The APG is among the world leaders in Pulse Amplitude Modulated (PAM) Fluorescence techniques, as evidenced by the other pages associated with this site. Furthermore, the work currently being done with H. banksii is an exclusive world-first to UTS. While there have been ecotoxicological applications of PAM Fluorometry previously, this is the first time a standardised bioassay has been investigated for development.
This research is being supported by and in collaboration with the Marine and Freshwater Research Institute of Victoria (MaFRI). This government research group have been involved in the development and extended use of H. banksii bioassays for a number of years. The bioassays used by MaFRI are based on morphological events in early life-stages; thus, the tests take a period of days before a result is obtained. From this, it has been concluded that there is a need for a rapid, sensitive method that can be performed over a shorter time span and give reliable results as to the impact of potentially harmful chemicals. Together, the APG of UTS and MaFRI, with their respective expertise, plan to develop a fluorescence-based bioassay with H. banksii that will fulfil this need.
The bioassay will be based around the Walz (Germany) fluorometer dubbed ToxY-PAM. Preliminary results suggest that H. banksii eggs or fertilized gametes will be exposed to a given toxicant for a set period, after which the photosynthetic capacity of the eggs/gametes will be assessed against a control by the ToxY-PAM fluorometer. Thus giving an indication of egg/gamete health and the potential toxicity of the tested xenobiotic. While it is this fast, sensitive test that forms the main part of the study, we are hoping to expand upon this to include other facets of H. banksii related fluorometry.

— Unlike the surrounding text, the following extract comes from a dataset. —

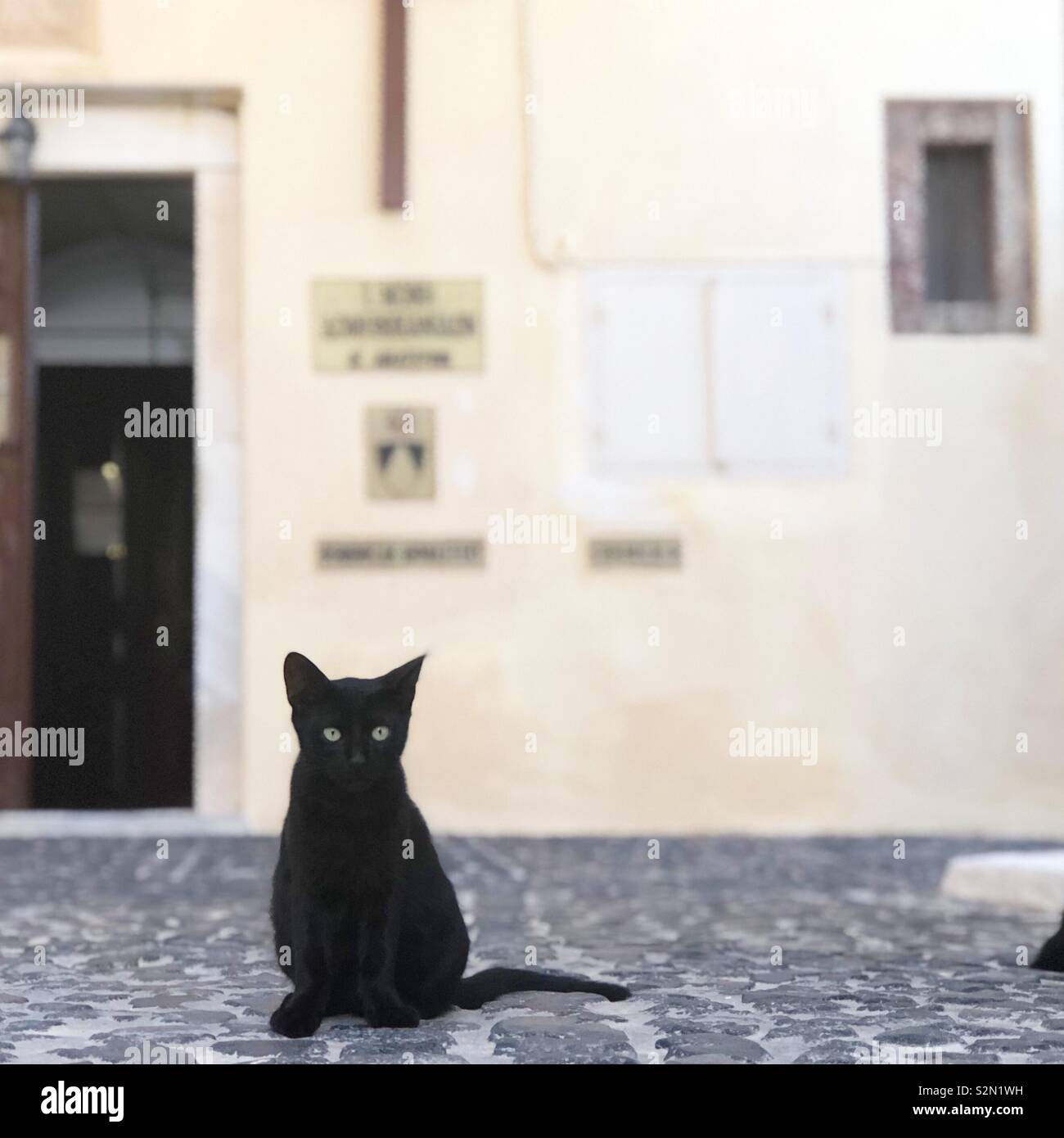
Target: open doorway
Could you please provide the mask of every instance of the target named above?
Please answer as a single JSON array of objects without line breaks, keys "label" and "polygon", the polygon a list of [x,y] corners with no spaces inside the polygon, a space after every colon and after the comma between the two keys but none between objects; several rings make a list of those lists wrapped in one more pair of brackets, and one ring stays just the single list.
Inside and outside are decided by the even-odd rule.
[{"label": "open doorway", "polygon": [[191,806],[192,183],[39,192],[34,718],[84,760],[35,762],[32,803]]}]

Another of Walz’s fluorometers will be used in this study, the Microscopy-PAM. This instrument is capable of fast kinetics fluorometry, whereby the initial rise seen following a saturating pulse is broken down further in what is known as the JIP-test. It is hoped that the JIP-test and further developments made by the ABG will allow for identification of a signature curve that is specific to a broad class of contaminant. This development would give a great deal more information than the standard laboratory toxicity tests currently being performed and would provide a powerful tool in the identification of unknown toxicants, or identification of the toxic component of an unknown mixture.
In addition to defining protocols for the use of ToxY-PAM and Microscopy-PAM with H. banksii, this study will investigate the toxicokinetics of a range of environmental pollutants with H. banksii. That is, investigating the pathways and sites of action for chemicals that affect the viability of H. banksii gametes. Though this part of the study is considered to be secondary and has yet to be fully considered.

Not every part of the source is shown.